Who owns a patient’s health data?

Feb 05, 2025

Per the U.S. HIPAA privacy law, it’s not the patient but the provider. The U.S. Department of Health & Human Services (HHS) explicitly doesn’t require patient consent for health data that would normally be protected under HIPAA to be used for research—if it is de-identified.

So, providers absolutely can and do offer and even sell patient data for research and AI training. How you feel about this may depend on where you sit in the medtech landscape.

On one hand, organizations and companies being able to use de-identified patient data for research is a massive boon for healthcare. On the other hand, ensuring that data is truly de-identified and managing the ethics therein is a tricky business.

Medtech startups have taken up this task. Notable players in the de-identified health data space include:

Truveta — a company selling various types of health data, which also recently announced a project to create a massive database of genetic data paired with health record data
Avandra — offers researchers access to medical images and associated patient data while also advertising to providers that they can earn “passive income” by selling their patients’ EHR data and imaging to the company
Gradient Health — a data company granting researchers access to medical imaging
Segmed — offers medical imaging data for clinical research and AI training

While these companies reinvent what we can do with patient health information, patient advocates are wondering: How do patients feel about this?
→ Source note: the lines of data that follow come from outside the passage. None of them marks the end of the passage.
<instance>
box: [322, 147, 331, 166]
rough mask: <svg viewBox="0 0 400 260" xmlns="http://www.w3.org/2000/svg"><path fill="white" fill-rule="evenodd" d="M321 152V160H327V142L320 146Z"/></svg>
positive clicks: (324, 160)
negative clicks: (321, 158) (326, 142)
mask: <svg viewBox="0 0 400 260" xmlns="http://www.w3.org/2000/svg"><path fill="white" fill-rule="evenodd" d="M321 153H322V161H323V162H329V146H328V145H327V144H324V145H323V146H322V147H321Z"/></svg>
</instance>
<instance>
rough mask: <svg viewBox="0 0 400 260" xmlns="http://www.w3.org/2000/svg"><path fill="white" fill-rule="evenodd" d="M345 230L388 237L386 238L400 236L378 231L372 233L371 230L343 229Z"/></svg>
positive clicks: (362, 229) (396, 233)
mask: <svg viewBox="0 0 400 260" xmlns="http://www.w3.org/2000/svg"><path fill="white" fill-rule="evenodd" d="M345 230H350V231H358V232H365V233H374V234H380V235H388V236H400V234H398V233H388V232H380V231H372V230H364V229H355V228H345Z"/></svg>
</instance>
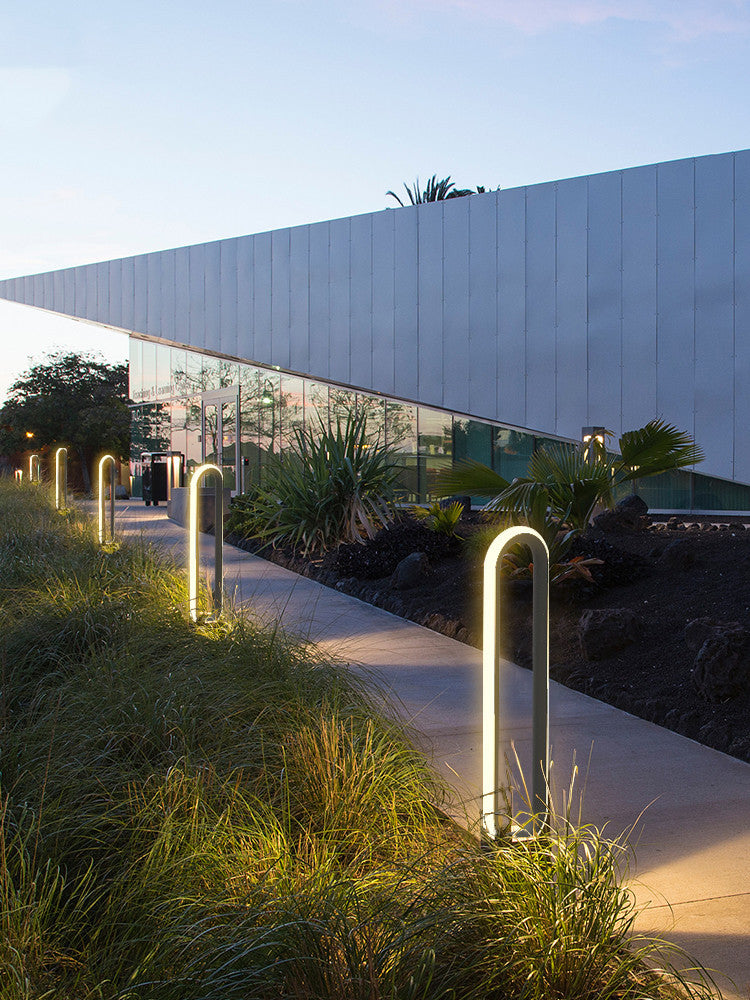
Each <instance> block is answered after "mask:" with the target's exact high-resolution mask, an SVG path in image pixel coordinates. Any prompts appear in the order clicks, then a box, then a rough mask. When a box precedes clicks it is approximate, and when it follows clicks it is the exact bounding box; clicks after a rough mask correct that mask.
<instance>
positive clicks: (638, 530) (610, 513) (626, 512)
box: [594, 493, 648, 531]
mask: <svg viewBox="0 0 750 1000" xmlns="http://www.w3.org/2000/svg"><path fill="white" fill-rule="evenodd" d="M647 513H648V504H647V503H646V502H645V500H642V499H641V497H639V496H638V495H637V494H636V493H631V494H630V495H629V496H626V497H623V499H622V500H618V502H617V503H616V504H615V506H614V507H613V508H612V509H611V510H604V511H602V513H601V514H598V515H597V516H596V517H595V518H594V525H595V527H597V528H599V530H600V531H640V530H642V529H643V528H645V527H647V526H648V522H647V521H646V520H644V518H645V515H646V514H647Z"/></svg>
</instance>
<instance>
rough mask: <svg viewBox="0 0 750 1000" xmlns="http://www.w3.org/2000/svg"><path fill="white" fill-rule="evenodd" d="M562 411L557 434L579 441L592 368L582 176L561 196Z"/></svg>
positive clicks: (555, 286)
mask: <svg viewBox="0 0 750 1000" xmlns="http://www.w3.org/2000/svg"><path fill="white" fill-rule="evenodd" d="M556 205H557V208H556V215H557V246H556V253H557V256H556V264H555V273H556V276H557V277H556V286H555V287H556V295H555V304H556V326H555V345H556V346H555V350H556V356H557V372H556V383H555V385H556V391H555V395H556V399H557V412H556V418H557V419H556V421H555V427H554V431H555V433H556V434H561V435H563V436H566V437H572V438H575V439H577V438H578V436H579V435H580V433H581V427H582V426H584V425H585V420H584V416H585V412H586V399H587V397H586V391H587V382H588V375H587V368H588V337H587V323H588V298H587V288H588V286H587V282H588V277H587V270H586V268H587V255H588V232H587V215H588V184H587V180H586V178H585V177H577V178H575V179H574V180H570V181H561V182H559V183H558V184H557V193H556Z"/></svg>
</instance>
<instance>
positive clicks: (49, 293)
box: [43, 271, 55, 309]
mask: <svg viewBox="0 0 750 1000" xmlns="http://www.w3.org/2000/svg"><path fill="white" fill-rule="evenodd" d="M43 277H44V303H43V304H44V308H45V309H54V308H55V276H54V274H52V272H50V271H48V272H47V274H45V275H44V276H43Z"/></svg>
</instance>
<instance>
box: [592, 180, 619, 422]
mask: <svg viewBox="0 0 750 1000" xmlns="http://www.w3.org/2000/svg"><path fill="white" fill-rule="evenodd" d="M588 218H589V251H588V268H589V282H588V288H589V292H588V298H589V324H588V359H589V363H588V413H587V415H586V416H587V419H586V424H587V425H588V426H591V425H594V426H601V427H607V428H609V429H610V430H612V429H614V430H617V429H619V427H620V426H621V414H622V411H621V375H620V365H621V334H620V323H621V318H622V306H621V296H620V284H621V267H622V243H621V232H620V224H621V183H620V174H619V173H606V174H599V175H597V176H595V177H590V178H589V214H588Z"/></svg>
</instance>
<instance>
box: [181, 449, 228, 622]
mask: <svg viewBox="0 0 750 1000" xmlns="http://www.w3.org/2000/svg"><path fill="white" fill-rule="evenodd" d="M208 475H213V477H214V535H215V549H214V587H213V598H214V610H215V612H216V614H218V615H220V614H221V611H222V607H223V600H224V596H223V595H224V586H223V583H224V580H223V577H224V477H223V475H222V471H221V469H220V468H219V466H218V465H211V464H206V465H199V466H198V468H197V469H196V470H195V471H194V472H193V475H192V478H191V480H190V490H189V494H188V614H189V615H190V618H191V620H192V621H194V622H195V621H198V589H199V588H198V571H199V565H200V531H199V530H198V514H199V510H198V487H199V486H200V482H201V480H202V479H204V478H205V477H206V476H208Z"/></svg>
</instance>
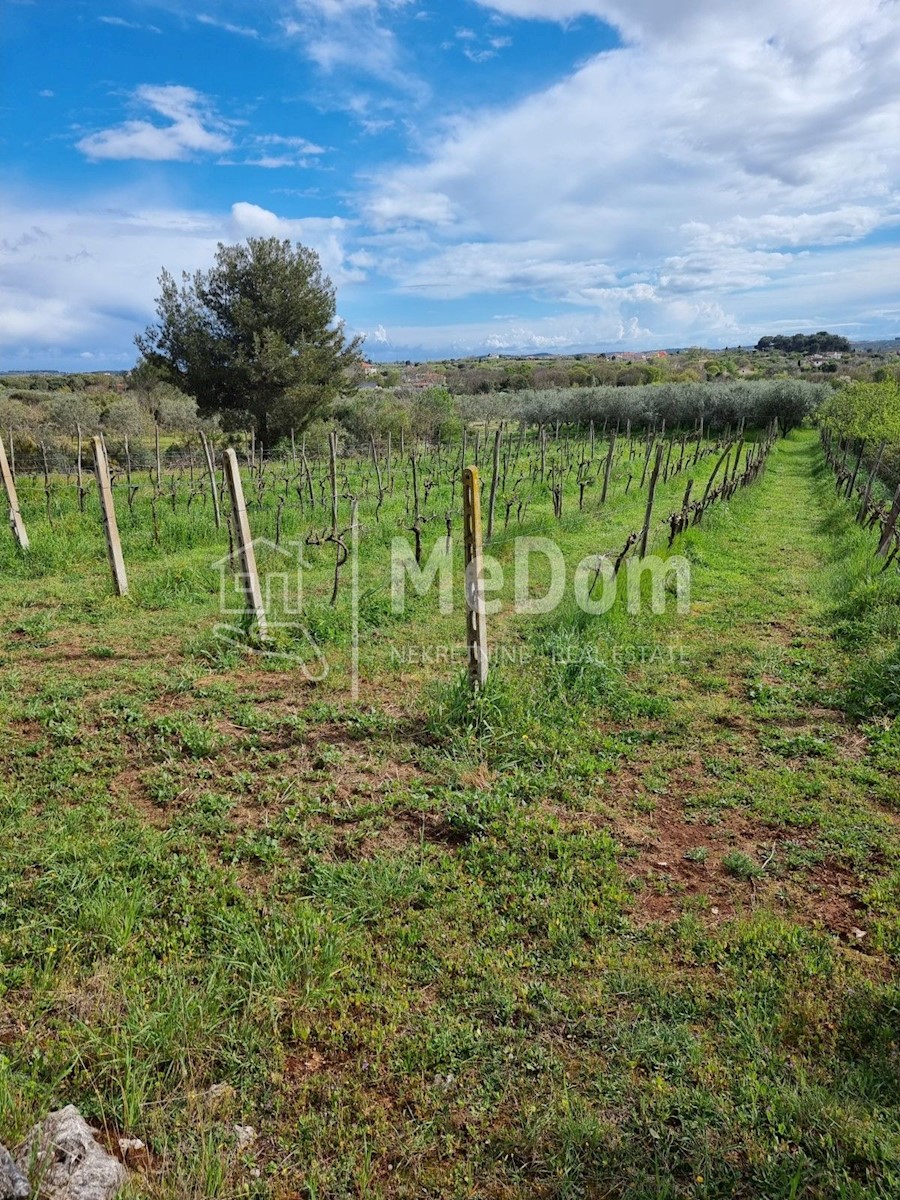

Are patients signing consent documents because it’s the only way to access care? Or do they hope their de-identified data helps others?

It depends on who you ask. While studies have been done to ascertain patient opinions on the use of their health data for research, opinions can vary between populations.

Chart: MedTech Pulse

However, one thing is clear from this research: Even when patients are enthusiastic about their data being used to further health research, this depends on that data being thoroughly de-identified.

How does HHS ensure that data is properly de-identified? There are two main methods:

The cookbook method — where a checklist of 18 specific identifiers must be redacted
The expert determination method — where HHS-designated experts redact the data and designate it as de-identified

There are added complexities to how companies and institutions use one or both of these methods in preparing patient data for research use. For instance, they must balance the need to keep a patient’s data anonymous while maintaining its usefulness by pairing data from different types of datasets together.

What is clear is that, for AI models trained on patient data to be most effective, they require access to these large amounts of de-identified data. We need to keep balancing this need for technological progress with continuous evaluation of whether our methods truly serve patients and their right to privacy.

I’m excited to see what these ambitious health data startups continue doing with health data. We owe it to patients—and future patients—to put it to good use.